On cessation of male descendants in the Romanov House de jure, the FLRE provides for eight sequences of succession to the Russian Throne, according to which the Empire’s Throne ought to be transferred. After the three above mentioned Grand Duchesses Maria Kirillovna and Kira Kirillovna and Grand Duchess Elena Vladimirovna, pursuant to the principle of primogeniture, there are the following priorities of succeeding to the Russian Throne: priority IV belongs to the daughter of Alexander II, Grand Duchess Maria Aleksandrovna, in marriage Duchess of Edinburgh and Saxe-Coburg and Gotha; priority V belongs the elder daughter of Grand Duke Konstantin Nikolayevich, Grand Duchess Olga Kostantinovna, in marriage Queen Consort of the Hellenes; priority VI belongs to the sole daughter of Grand Duke Mikhail Nikolayevich, Grand Duchess Anastasiya Mikhailovna, in marriage duchess of Mecklenburg-Schwerin; priority VII belongs to the third daughter of Emperor Paul I, Grand Duchess Maria Pavlovna, duchess of Saxe-Weimar-Eisenach. At least three male representatives professing Russian Orthodoxy, Princes Nikolay, Boris, and Hermann of the Leiningen House, hold priority I for succeeding to the Russian Throne. There are now over thirty persons, Russian Orthodox Christians, among descendants of Emperor Paul.

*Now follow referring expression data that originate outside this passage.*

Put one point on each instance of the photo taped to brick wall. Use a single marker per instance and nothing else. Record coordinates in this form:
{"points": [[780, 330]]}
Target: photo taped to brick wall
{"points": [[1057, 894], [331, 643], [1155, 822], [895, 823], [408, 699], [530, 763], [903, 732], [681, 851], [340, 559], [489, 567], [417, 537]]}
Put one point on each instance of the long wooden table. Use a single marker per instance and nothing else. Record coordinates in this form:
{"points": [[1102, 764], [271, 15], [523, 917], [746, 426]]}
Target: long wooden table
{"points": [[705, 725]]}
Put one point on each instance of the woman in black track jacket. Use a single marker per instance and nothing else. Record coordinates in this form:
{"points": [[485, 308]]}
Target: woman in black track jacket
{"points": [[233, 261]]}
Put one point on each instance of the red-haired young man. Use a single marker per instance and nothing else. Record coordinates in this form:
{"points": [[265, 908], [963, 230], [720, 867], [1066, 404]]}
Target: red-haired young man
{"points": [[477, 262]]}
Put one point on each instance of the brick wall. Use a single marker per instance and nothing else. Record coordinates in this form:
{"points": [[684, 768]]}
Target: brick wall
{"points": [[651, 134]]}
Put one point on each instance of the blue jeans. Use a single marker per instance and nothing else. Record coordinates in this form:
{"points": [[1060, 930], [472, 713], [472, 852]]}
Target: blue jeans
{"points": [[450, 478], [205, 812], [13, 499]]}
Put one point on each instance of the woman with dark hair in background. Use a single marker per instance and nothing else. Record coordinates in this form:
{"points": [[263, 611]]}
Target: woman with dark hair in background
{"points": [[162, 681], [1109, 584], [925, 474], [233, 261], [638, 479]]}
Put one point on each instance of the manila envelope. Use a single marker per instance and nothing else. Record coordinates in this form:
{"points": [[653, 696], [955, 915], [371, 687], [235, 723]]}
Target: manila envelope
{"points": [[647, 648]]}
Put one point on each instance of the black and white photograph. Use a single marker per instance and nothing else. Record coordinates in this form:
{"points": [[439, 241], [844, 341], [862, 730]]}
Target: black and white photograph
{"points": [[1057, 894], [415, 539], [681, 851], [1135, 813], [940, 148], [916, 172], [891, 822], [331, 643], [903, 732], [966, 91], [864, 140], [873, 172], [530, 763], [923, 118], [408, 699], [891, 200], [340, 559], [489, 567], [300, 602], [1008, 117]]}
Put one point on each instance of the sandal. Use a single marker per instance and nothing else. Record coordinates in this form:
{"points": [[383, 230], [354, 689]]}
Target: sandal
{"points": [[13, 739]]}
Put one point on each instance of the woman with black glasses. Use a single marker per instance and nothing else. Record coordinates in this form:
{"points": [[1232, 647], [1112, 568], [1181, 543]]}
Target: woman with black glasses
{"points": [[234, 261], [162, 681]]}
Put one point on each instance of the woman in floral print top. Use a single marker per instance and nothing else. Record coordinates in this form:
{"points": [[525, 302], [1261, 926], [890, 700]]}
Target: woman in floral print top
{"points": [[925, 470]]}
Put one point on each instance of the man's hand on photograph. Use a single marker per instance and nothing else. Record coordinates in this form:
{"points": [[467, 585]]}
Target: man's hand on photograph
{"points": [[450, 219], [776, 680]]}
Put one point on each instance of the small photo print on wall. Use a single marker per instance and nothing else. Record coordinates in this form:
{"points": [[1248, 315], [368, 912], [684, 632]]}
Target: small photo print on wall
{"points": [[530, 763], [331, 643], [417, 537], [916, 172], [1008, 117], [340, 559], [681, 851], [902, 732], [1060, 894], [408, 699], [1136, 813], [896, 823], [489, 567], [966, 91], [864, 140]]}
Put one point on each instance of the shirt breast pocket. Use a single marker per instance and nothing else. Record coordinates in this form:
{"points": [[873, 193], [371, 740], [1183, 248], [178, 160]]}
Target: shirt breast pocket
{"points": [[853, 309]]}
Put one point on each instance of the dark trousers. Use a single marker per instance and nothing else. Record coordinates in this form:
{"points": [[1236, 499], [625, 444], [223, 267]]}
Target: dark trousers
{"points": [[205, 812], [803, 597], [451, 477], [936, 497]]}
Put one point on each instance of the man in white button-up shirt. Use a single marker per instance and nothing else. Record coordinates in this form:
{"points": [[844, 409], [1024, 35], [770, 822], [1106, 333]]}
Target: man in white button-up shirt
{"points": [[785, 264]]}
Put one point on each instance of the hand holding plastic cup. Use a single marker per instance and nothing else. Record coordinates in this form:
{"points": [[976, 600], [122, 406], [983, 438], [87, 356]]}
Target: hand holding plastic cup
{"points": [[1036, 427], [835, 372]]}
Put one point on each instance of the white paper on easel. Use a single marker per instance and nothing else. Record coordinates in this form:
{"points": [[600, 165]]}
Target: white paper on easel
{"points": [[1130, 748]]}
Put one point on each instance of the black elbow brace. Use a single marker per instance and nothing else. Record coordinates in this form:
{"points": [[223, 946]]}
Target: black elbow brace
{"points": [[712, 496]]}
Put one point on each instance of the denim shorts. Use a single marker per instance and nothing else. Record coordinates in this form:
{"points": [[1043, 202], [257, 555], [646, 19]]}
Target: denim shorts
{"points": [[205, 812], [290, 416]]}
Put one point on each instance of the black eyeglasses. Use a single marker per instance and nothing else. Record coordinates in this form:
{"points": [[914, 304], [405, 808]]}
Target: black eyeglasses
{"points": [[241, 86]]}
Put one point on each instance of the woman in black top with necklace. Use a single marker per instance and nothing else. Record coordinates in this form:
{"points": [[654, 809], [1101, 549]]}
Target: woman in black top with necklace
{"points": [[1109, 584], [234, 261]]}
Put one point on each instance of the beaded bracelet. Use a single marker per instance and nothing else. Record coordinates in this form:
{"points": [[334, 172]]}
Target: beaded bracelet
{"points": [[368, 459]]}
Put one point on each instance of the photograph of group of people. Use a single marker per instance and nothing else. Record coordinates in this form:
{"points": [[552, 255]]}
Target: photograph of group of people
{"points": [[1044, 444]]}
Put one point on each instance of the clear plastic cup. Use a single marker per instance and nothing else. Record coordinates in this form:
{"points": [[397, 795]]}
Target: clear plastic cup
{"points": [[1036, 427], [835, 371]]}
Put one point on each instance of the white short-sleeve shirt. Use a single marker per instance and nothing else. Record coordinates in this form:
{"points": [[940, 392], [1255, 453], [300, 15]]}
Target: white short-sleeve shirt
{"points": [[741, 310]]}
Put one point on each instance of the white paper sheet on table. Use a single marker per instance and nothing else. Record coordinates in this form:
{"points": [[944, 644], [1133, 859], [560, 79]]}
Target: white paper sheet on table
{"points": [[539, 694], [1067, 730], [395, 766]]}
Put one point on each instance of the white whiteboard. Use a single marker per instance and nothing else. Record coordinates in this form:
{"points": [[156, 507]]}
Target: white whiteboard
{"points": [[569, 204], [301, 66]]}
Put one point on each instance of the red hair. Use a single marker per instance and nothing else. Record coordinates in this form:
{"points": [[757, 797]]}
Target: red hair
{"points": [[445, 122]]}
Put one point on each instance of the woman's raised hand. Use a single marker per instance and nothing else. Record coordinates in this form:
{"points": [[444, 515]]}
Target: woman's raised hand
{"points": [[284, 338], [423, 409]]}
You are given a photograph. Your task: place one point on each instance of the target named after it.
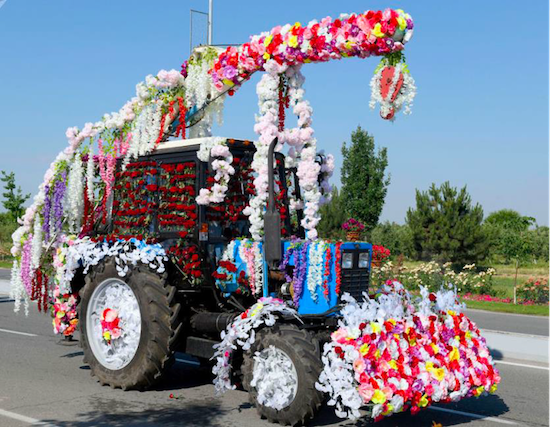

“The state should at all times have heirs, and heirs should at all times be appointed by law itself, and there should never be a shade of doubt who is the heir” – this is the fundamental principle instituted by Emperor Paul, which subsequently became a guarantee against mess and muddle in affairs of the Imperial Throne, and was set down in 1792 in his Act on Succession to the Throne.
If by the Lord’s grace Russia regains her traditional form of state rule, the issue of Succession to the Throne may arise for finding, pursuant to the legal regulations of the Russian Empire, an authentic and hence legitimate Emperor, which would help restore the spiritual continuity with the cathedral oath of 1613.